In 2011, legislators passed bill requiring voters to present photo ID at the polls, but the bill was later blocked by courts and is currently not in effect.
Rep. Michael Schraa, R-Oshkosh, and Rep. Mark Born, R-Beaver Dam, introduced the new bill Thursday to bring back voter ID requirements. However, the bill includes exceptions for those who are not able to get an ID, cannot get their photo taken for religious purposes or do not have enough valid documents to get an ID.
Senate Majority Leader Scott Fitzgerald, R-Juneau, told The Associated Press Thursday he does not want to bring the newest voter ID bill to the Senate until he sees how the pending lawsuits play out. The trials for the pending lawsuits will be brought to court starting on Monday.
Speaker Robin Vos, R-Rochester, said he supports the bill because it would help regulate ineligible and fraudulent voting.
“There is no doubt whatsoever that voting is our most precious part of democracy,” Vos said. “And when there is a potential that an election could be turned by either votes that were cast ineligibly or fraudulently, it undermines the entire democratic process.”
Vos said more than 70 percent of Wisconsinites support requiring identification at the polls, a number that does not just include people that identify as Republicans, but includes independents and Democrats.
With support from both sides of the aisle, Vos said voter ID requirements should be an issue to discuss and pass.
Melissa Baldauff, Democratic Party of Wisconsin spokesperson, said there is nothing about elections in Wisconsin that need change and there is no evidence of voter fraud in elections.
“If anything, we should be doing things to encourage even more people to participate because this is a constitutional right that we are talking about,” Baldauff said.
One of the main concerns Baldauff said she has about the bill is how it could affect voter turnout.
“I think that any kind of changes like [Gov.] Scott Walker and the Republicans are pursuing are clearly designed to suppress the voice of the people that disagree with them,” Baldauff said. “These kinds of bills, it has been found that they make it harder for people to vote, especially people like seniors and veterans.”

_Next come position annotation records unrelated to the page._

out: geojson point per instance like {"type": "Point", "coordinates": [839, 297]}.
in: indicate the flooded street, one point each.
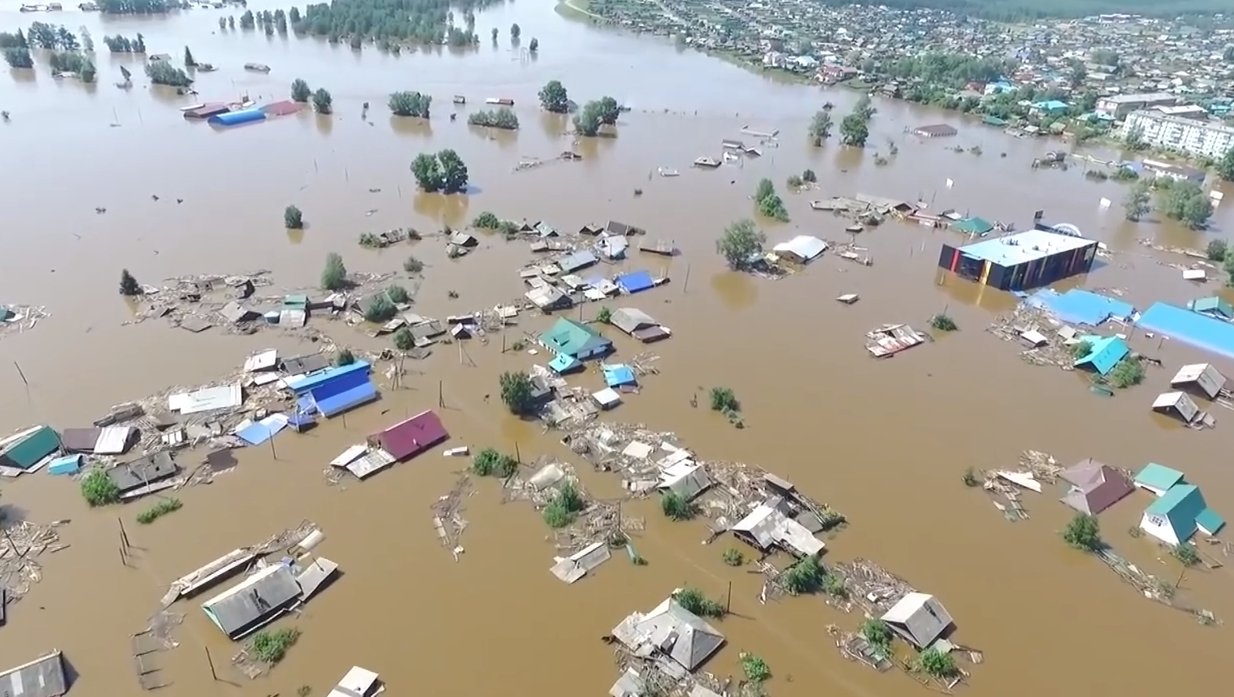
{"type": "Point", "coordinates": [884, 442]}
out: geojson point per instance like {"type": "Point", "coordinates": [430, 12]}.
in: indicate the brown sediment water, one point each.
{"type": "Point", "coordinates": [884, 442]}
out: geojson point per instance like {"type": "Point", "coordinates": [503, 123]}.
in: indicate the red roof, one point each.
{"type": "Point", "coordinates": [412, 437]}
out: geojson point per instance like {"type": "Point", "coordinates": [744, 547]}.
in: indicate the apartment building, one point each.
{"type": "Point", "coordinates": [1203, 138]}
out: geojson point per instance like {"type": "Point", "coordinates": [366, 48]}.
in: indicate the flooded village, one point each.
{"type": "Point", "coordinates": [954, 424]}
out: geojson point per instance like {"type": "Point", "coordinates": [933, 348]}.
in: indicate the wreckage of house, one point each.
{"type": "Point", "coordinates": [768, 527]}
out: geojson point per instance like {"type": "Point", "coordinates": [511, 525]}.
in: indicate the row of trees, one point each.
{"type": "Point", "coordinates": [443, 172]}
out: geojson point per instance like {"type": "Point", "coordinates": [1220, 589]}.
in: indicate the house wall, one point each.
{"type": "Point", "coordinates": [1160, 528]}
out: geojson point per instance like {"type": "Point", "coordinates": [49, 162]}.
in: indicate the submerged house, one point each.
{"type": "Point", "coordinates": [1095, 486]}
{"type": "Point", "coordinates": [918, 618]}
{"type": "Point", "coordinates": [1179, 515]}
{"type": "Point", "coordinates": [1023, 260]}
{"type": "Point", "coordinates": [411, 437]}
{"type": "Point", "coordinates": [253, 602]}
{"type": "Point", "coordinates": [575, 341]}
{"type": "Point", "coordinates": [675, 638]}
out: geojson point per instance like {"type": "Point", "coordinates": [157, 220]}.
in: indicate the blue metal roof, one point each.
{"type": "Point", "coordinates": [1200, 331]}
{"type": "Point", "coordinates": [1103, 354]}
{"type": "Point", "coordinates": [634, 281]}
{"type": "Point", "coordinates": [318, 378]}
{"type": "Point", "coordinates": [1080, 306]}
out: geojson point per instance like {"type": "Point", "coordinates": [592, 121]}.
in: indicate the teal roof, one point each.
{"type": "Point", "coordinates": [571, 338]}
{"type": "Point", "coordinates": [1103, 353]}
{"type": "Point", "coordinates": [1158, 476]}
{"type": "Point", "coordinates": [1182, 506]}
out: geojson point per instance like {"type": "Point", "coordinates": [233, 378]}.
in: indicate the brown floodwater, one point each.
{"type": "Point", "coordinates": [881, 441]}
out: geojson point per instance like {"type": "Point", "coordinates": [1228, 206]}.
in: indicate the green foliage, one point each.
{"type": "Point", "coordinates": [99, 490]}
{"type": "Point", "coordinates": [380, 310]}
{"type": "Point", "coordinates": [293, 218]}
{"type": "Point", "coordinates": [270, 645]}
{"type": "Point", "coordinates": [19, 57]}
{"type": "Point", "coordinates": [1217, 249]}
{"type": "Point", "coordinates": [410, 104]}
{"type": "Point", "coordinates": [937, 664]}
{"type": "Point", "coordinates": [491, 463]}
{"type": "Point", "coordinates": [1127, 373]}
{"type": "Point", "coordinates": [504, 117]}
{"type": "Point", "coordinates": [163, 73]}
{"type": "Point", "coordinates": [805, 576]}
{"type": "Point", "coordinates": [741, 243]}
{"type": "Point", "coordinates": [1186, 554]}
{"type": "Point", "coordinates": [128, 285]}
{"type": "Point", "coordinates": [162, 508]}
{"type": "Point", "coordinates": [676, 507]}
{"type": "Point", "coordinates": [819, 127]}
{"type": "Point", "coordinates": [694, 601]}
{"type": "Point", "coordinates": [589, 119]}
{"type": "Point", "coordinates": [943, 322]}
{"type": "Point", "coordinates": [486, 221]}
{"type": "Point", "coordinates": [333, 276]}
{"type": "Point", "coordinates": [854, 131]}
{"type": "Point", "coordinates": [724, 400]}
{"type": "Point", "coordinates": [322, 101]}
{"type": "Point", "coordinates": [516, 392]}
{"type": "Point", "coordinates": [1139, 200]}
{"type": "Point", "coordinates": [876, 633]}
{"type": "Point", "coordinates": [443, 172]}
{"type": "Point", "coordinates": [1084, 532]}
{"type": "Point", "coordinates": [755, 669]}
{"type": "Point", "coordinates": [554, 98]}
{"type": "Point", "coordinates": [1185, 201]}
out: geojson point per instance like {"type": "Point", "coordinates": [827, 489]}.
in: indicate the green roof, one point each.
{"type": "Point", "coordinates": [1158, 476]}
{"type": "Point", "coordinates": [571, 338]}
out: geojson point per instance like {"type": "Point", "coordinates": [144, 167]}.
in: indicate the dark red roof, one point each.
{"type": "Point", "coordinates": [412, 437]}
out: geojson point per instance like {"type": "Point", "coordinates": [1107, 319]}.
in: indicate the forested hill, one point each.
{"type": "Point", "coordinates": [1019, 10]}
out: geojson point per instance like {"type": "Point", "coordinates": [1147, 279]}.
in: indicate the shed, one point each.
{"type": "Point", "coordinates": [1176, 516]}
{"type": "Point", "coordinates": [673, 632]}
{"type": "Point", "coordinates": [634, 281]}
{"type": "Point", "coordinates": [1177, 405]}
{"type": "Point", "coordinates": [26, 449]}
{"type": "Point", "coordinates": [1103, 353]}
{"type": "Point", "coordinates": [411, 437]}
{"type": "Point", "coordinates": [919, 618]}
{"type": "Point", "coordinates": [237, 117]}
{"type": "Point", "coordinates": [1200, 379]}
{"type": "Point", "coordinates": [1158, 479]}
{"type": "Point", "coordinates": [254, 601]}
{"type": "Point", "coordinates": [1095, 486]}
{"type": "Point", "coordinates": [41, 677]}
{"type": "Point", "coordinates": [802, 249]}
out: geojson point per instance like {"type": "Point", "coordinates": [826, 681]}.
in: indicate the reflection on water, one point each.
{"type": "Point", "coordinates": [736, 290]}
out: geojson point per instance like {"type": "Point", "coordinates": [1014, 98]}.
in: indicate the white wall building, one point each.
{"type": "Point", "coordinates": [1207, 138]}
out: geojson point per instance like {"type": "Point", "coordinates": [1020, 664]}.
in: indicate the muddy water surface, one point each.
{"type": "Point", "coordinates": [884, 442]}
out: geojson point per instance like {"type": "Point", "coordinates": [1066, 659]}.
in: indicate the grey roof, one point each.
{"type": "Point", "coordinates": [253, 600]}
{"type": "Point", "coordinates": [671, 631]}
{"type": "Point", "coordinates": [919, 618]}
{"type": "Point", "coordinates": [142, 470]}
{"type": "Point", "coordinates": [629, 320]}
{"type": "Point", "coordinates": [40, 677]}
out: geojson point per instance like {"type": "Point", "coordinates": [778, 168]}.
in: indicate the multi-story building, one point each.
{"type": "Point", "coordinates": [1203, 138]}
{"type": "Point", "coordinates": [1118, 106]}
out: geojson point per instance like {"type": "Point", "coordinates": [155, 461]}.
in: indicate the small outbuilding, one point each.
{"type": "Point", "coordinates": [919, 618]}
{"type": "Point", "coordinates": [1177, 405]}
{"type": "Point", "coordinates": [1200, 379]}
{"type": "Point", "coordinates": [1095, 486]}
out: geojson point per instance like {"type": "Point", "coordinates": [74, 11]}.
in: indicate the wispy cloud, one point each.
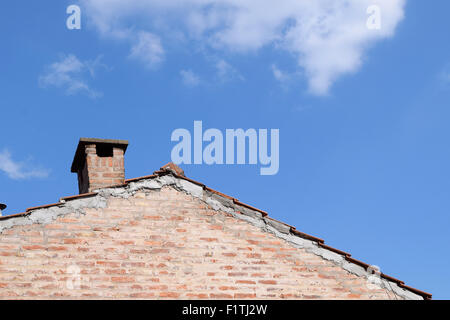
{"type": "Point", "coordinates": [189, 78]}
{"type": "Point", "coordinates": [279, 75]}
{"type": "Point", "coordinates": [148, 49]}
{"type": "Point", "coordinates": [328, 38]}
{"type": "Point", "coordinates": [20, 170]}
{"type": "Point", "coordinates": [71, 74]}
{"type": "Point", "coordinates": [226, 72]}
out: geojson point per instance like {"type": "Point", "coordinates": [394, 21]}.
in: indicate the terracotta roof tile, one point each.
{"type": "Point", "coordinates": [79, 196]}
{"type": "Point", "coordinates": [321, 244]}
{"type": "Point", "coordinates": [14, 215]}
{"type": "Point", "coordinates": [306, 236]}
{"type": "Point", "coordinates": [141, 178]}
{"type": "Point", "coordinates": [45, 206]}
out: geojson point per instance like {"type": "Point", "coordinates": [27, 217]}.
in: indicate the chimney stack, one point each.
{"type": "Point", "coordinates": [99, 163]}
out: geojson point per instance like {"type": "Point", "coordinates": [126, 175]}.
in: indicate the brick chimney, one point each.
{"type": "Point", "coordinates": [99, 163]}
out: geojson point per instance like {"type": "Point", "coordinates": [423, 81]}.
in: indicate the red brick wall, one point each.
{"type": "Point", "coordinates": [164, 244]}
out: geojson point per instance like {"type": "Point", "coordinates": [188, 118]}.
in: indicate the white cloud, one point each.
{"type": "Point", "coordinates": [278, 74]}
{"type": "Point", "coordinates": [148, 49]}
{"type": "Point", "coordinates": [226, 72]}
{"type": "Point", "coordinates": [189, 78]}
{"type": "Point", "coordinates": [328, 37]}
{"type": "Point", "coordinates": [19, 170]}
{"type": "Point", "coordinates": [69, 73]}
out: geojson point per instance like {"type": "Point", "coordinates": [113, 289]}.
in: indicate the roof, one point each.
{"type": "Point", "coordinates": [79, 154]}
{"type": "Point", "coordinates": [174, 170]}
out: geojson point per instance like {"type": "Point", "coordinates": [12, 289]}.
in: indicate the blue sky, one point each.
{"type": "Point", "coordinates": [363, 114]}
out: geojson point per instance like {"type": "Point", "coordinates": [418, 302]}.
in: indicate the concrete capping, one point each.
{"type": "Point", "coordinates": [45, 215]}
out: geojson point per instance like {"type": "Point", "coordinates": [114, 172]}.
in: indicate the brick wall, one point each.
{"type": "Point", "coordinates": [164, 244]}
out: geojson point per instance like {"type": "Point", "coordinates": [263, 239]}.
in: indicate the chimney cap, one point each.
{"type": "Point", "coordinates": [79, 154]}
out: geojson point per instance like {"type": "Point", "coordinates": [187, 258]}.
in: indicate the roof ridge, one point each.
{"type": "Point", "coordinates": [168, 169]}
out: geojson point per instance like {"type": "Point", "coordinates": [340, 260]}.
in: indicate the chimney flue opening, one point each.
{"type": "Point", "coordinates": [2, 207]}
{"type": "Point", "coordinates": [99, 163]}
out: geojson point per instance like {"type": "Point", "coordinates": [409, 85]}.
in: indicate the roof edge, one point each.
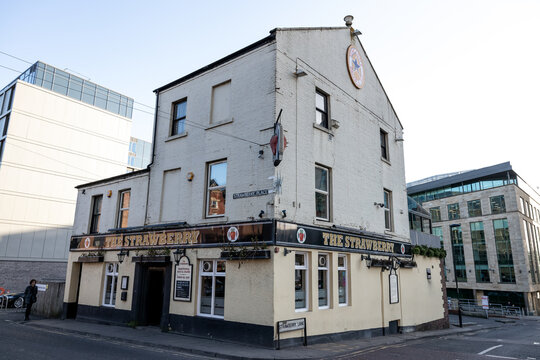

Vos said he does not think the bill will affect voter turnout because under the new proposal every person will have the opportunity to get an ID. He said those citizens who cannot afford to get an ID would be able to receive one at no charge from the Department of Motor Vehicles.
Vos added voters also have the option to go to the polls on Election Day and sign a form indicating they are not able to get an ID. These voters will then still have the opportunity to cast a vote, he said.
Vos also said the new bill has the right balance to make sure it is constitutional, while not affecting the voter turnout.
Fitzgerald did not return calls or emails.